La présidente du tribunal a désigné Mme Sorin, première conseillère, pour statuer sur les demandes de référé.
Les parties ont été régulièrement averties du jour de l’audience.
Ont été entendus au cours de l’audience publique du 10 décembre 2024 à 09 h 30 :
— le rapport de Mme Sorin, juge des référés ;
— et les observations de Me Oloumi, pour le requérant, qui persiste dans ses écritures.
Le préfet des Alpes-Maritimes n’étant ni présent, ni représenté.
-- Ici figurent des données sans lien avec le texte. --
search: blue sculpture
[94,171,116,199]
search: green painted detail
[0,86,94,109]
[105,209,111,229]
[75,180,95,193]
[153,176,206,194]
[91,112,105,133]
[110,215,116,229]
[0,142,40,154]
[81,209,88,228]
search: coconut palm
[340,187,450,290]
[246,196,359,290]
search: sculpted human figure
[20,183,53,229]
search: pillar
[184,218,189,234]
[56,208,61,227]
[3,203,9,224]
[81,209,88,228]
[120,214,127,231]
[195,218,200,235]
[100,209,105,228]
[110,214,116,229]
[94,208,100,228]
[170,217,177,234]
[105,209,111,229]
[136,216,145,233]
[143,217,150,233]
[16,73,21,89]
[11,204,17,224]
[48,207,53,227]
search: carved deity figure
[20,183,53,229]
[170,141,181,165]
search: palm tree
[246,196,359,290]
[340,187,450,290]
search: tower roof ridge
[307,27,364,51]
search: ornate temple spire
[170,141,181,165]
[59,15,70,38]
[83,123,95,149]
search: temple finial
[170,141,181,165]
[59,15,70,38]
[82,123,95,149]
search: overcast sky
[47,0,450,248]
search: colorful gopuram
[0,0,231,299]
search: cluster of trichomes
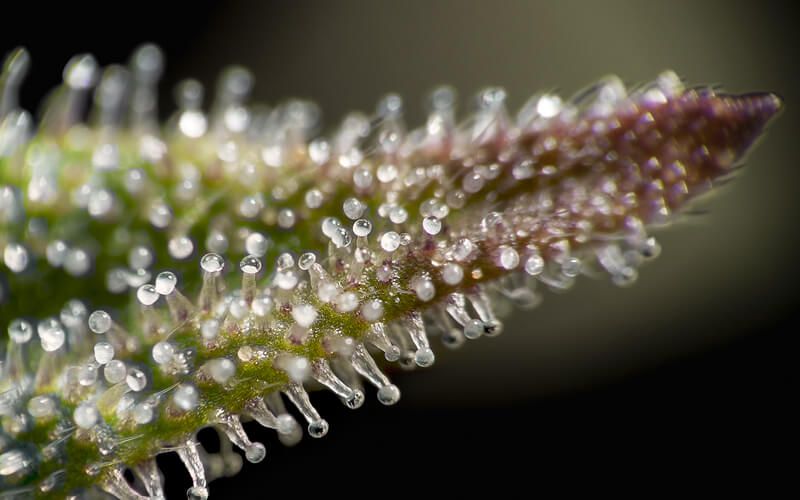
[0,45,780,499]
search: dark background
[0,1,800,492]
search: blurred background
[0,0,800,492]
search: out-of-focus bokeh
[0,0,800,492]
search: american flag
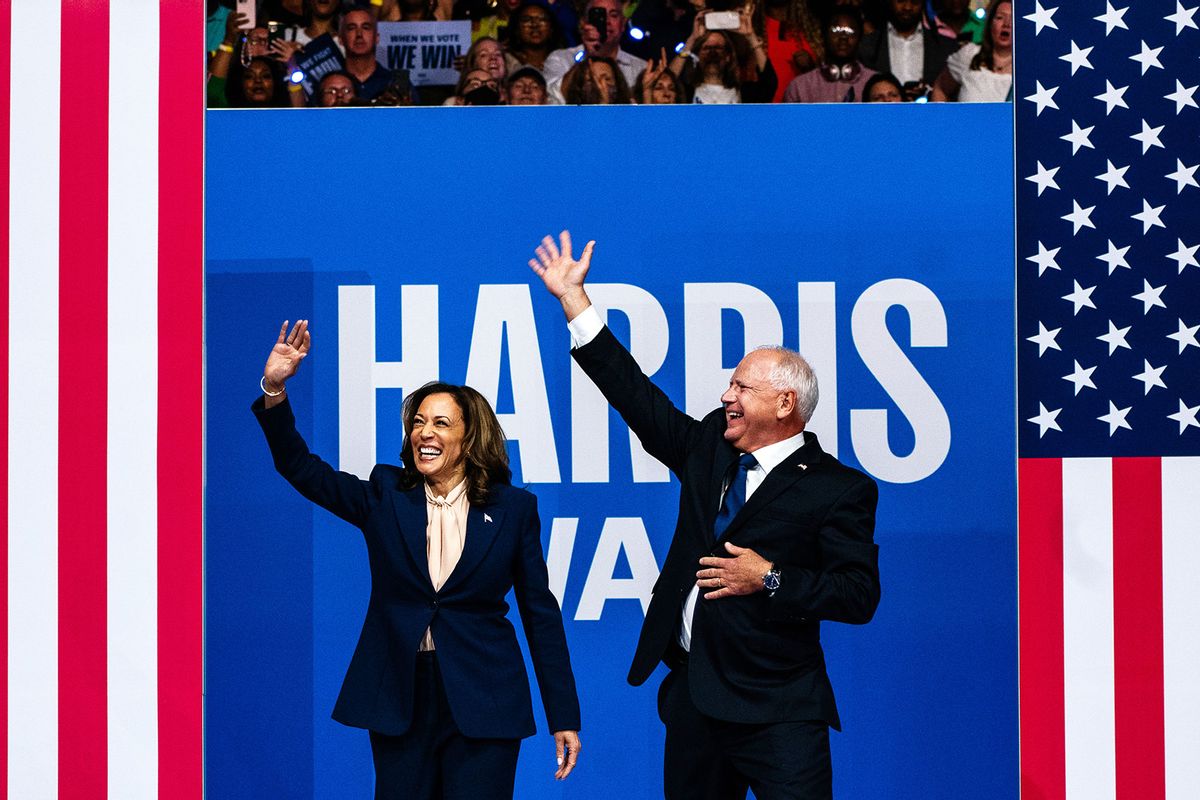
[1015,0,1200,800]
[0,0,204,800]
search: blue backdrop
[205,104,1018,800]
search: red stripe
[1018,458,1067,800]
[0,0,12,798]
[1112,458,1166,800]
[59,0,108,800]
[158,0,204,800]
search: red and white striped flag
[1019,458,1200,800]
[1014,0,1200,800]
[0,0,204,800]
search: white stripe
[8,0,61,799]
[108,2,160,800]
[1163,458,1200,800]
[1062,458,1116,800]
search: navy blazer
[571,327,880,728]
[251,397,580,739]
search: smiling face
[580,0,625,55]
[650,73,678,104]
[320,74,354,108]
[866,80,904,103]
[990,2,1013,50]
[721,350,796,452]
[341,11,379,56]
[515,6,551,47]
[826,14,862,64]
[241,59,275,104]
[472,40,508,80]
[590,61,617,103]
[509,76,546,106]
[408,392,467,495]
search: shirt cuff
[566,306,604,350]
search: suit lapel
[391,486,433,585]
[704,439,738,545]
[442,504,504,591]
[721,433,824,539]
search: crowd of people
[208,0,1013,108]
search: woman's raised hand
[263,319,312,391]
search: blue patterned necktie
[713,453,758,539]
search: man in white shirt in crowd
[541,0,646,104]
[858,0,959,101]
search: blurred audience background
[206,0,1013,108]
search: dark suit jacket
[858,25,959,86]
[252,398,580,739]
[572,327,880,728]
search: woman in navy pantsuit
[252,320,580,800]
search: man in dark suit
[858,0,959,101]
[529,231,880,800]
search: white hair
[755,344,820,425]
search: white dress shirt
[679,431,804,651]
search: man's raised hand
[263,319,312,391]
[529,230,595,319]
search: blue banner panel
[205,104,1018,800]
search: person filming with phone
[671,4,778,104]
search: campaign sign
[295,34,346,97]
[376,20,470,86]
[205,103,1019,800]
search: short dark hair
[400,380,512,506]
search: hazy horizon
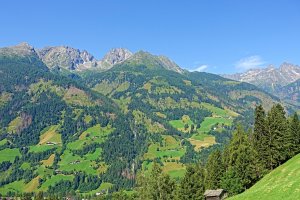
[0,0,300,74]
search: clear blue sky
[0,0,300,73]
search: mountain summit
[223,62,300,92]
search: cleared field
[197,117,233,133]
[7,117,22,133]
[39,125,61,145]
[83,182,113,195]
[163,162,186,178]
[29,144,57,153]
[229,154,300,200]
[144,136,185,160]
[41,154,55,166]
[84,147,102,160]
[21,162,30,170]
[67,124,114,150]
[169,115,196,132]
[39,174,74,191]
[0,180,25,195]
[0,138,8,146]
[142,161,186,178]
[189,136,216,151]
[64,87,93,106]
[24,176,40,192]
[58,150,98,174]
[0,149,21,163]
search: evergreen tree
[221,168,244,196]
[265,104,290,170]
[251,105,268,173]
[227,126,258,189]
[205,149,224,189]
[289,113,300,157]
[178,164,205,200]
[137,162,176,200]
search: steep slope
[37,46,132,72]
[0,44,145,195]
[223,62,300,92]
[38,46,97,70]
[278,79,300,105]
[0,44,279,194]
[230,154,300,200]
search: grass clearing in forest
[189,136,216,151]
[197,117,233,133]
[67,124,114,150]
[0,180,25,195]
[0,149,21,163]
[39,174,74,192]
[41,154,55,166]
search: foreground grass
[230,154,300,200]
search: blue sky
[0,0,300,73]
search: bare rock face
[38,46,97,71]
[0,42,37,56]
[223,62,300,92]
[100,48,133,68]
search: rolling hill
[0,43,288,195]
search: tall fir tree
[289,113,300,157]
[265,104,290,170]
[251,105,268,170]
[178,164,205,200]
[227,125,258,189]
[137,162,176,200]
[205,149,224,189]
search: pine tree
[227,126,258,189]
[251,105,268,170]
[178,164,205,200]
[137,162,176,200]
[205,149,224,189]
[289,113,300,157]
[265,104,290,170]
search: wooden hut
[204,189,227,200]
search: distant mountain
[223,62,300,93]
[0,43,290,195]
[278,79,300,105]
[37,46,97,70]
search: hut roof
[204,189,224,197]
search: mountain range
[0,43,299,195]
[222,62,300,97]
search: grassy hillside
[0,45,282,194]
[230,154,300,200]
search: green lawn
[58,150,97,174]
[0,138,7,146]
[197,117,233,133]
[29,144,57,153]
[0,180,25,195]
[0,149,21,163]
[39,174,74,191]
[169,119,194,129]
[201,102,230,117]
[84,182,113,195]
[230,154,300,200]
[21,162,30,170]
[67,124,114,150]
[144,135,185,159]
[192,133,211,141]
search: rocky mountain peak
[38,46,97,70]
[0,42,37,56]
[102,48,133,65]
[223,62,300,92]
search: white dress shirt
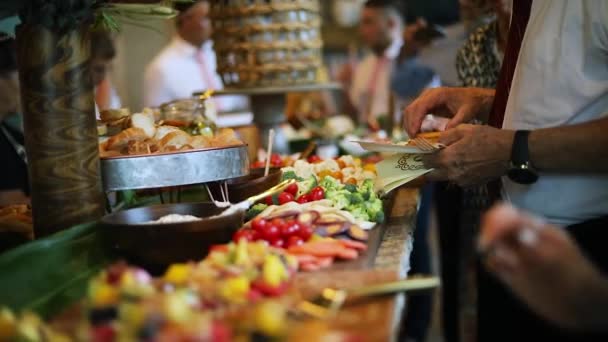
[349,39,403,122]
[503,0,608,228]
[143,36,248,111]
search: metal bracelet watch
[507,130,538,184]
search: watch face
[507,167,538,184]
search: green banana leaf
[0,187,207,318]
[0,223,117,318]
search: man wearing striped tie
[144,1,248,112]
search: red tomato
[310,186,325,201]
[298,224,314,241]
[92,324,116,342]
[251,160,266,169]
[251,217,268,232]
[307,154,323,164]
[281,221,300,238]
[285,183,298,196]
[251,230,262,241]
[232,229,253,242]
[270,238,286,248]
[270,153,283,166]
[287,235,304,248]
[264,196,274,205]
[279,192,293,205]
[260,224,281,243]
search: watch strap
[511,130,530,165]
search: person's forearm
[528,117,608,173]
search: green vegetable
[319,176,344,192]
[332,190,350,209]
[350,207,370,221]
[297,176,319,196]
[344,184,357,192]
[349,192,364,205]
[281,171,304,182]
[374,211,384,223]
[245,203,268,221]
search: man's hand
[403,88,494,137]
[479,205,608,332]
[423,125,515,186]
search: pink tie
[196,50,222,112]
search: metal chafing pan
[101,144,249,191]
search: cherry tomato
[296,195,310,204]
[318,170,332,179]
[279,192,293,205]
[287,235,304,248]
[260,224,281,243]
[310,186,325,201]
[251,217,268,232]
[92,324,116,342]
[264,196,274,205]
[307,155,323,164]
[270,153,283,166]
[285,183,298,196]
[281,221,300,238]
[251,230,262,241]
[270,238,285,248]
[331,171,344,182]
[298,224,314,241]
[232,229,253,242]
[251,160,266,169]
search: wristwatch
[507,130,538,184]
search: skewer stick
[217,183,226,202]
[205,184,215,202]
[264,128,274,177]
[224,182,230,202]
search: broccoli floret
[349,192,363,205]
[374,211,384,223]
[344,184,357,192]
[281,171,304,182]
[245,203,268,221]
[350,207,369,221]
[319,176,343,191]
[365,198,382,222]
[298,176,318,196]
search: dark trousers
[404,184,433,341]
[434,182,462,342]
[477,217,608,342]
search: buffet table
[296,188,419,341]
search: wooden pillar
[17,24,104,237]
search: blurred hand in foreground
[403,87,494,137]
[478,204,608,332]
La clôture de l’instruction a été prononcée à l’issue de l’audience.
Considérant ce qui suit :
1. Aux termes du premier alinéa de l’article L. 521-1 du code de justice administrative : « Quand une décision administrative, même de rejet, fait l’objet d’une requête en annulation ou en réformation, le juge des référés, saisi d’une demande en ce sens, peut ordonner la suspension de l’exécution de cette décision, ou de certains de ses effets, lorsque l’urgence le justifie et qu’il est fait état d’un moyen propre à créer, en l’état de l’instruction, un doute sérieux quant à la légalité de la décision. ». Aux termes de l’article L. 522-1 dudit code : « Le juge des référés statue au terme d’une procédure contradictoire écrite ou orale. Lorsqu’il lui est demandé de prononcer les mesures visées aux articles L. 521-1 et L. 521-2, de les modifier ou d’y mettre fin, il informe sans délai les parties de la date et de l’heure de l’audience publique () ».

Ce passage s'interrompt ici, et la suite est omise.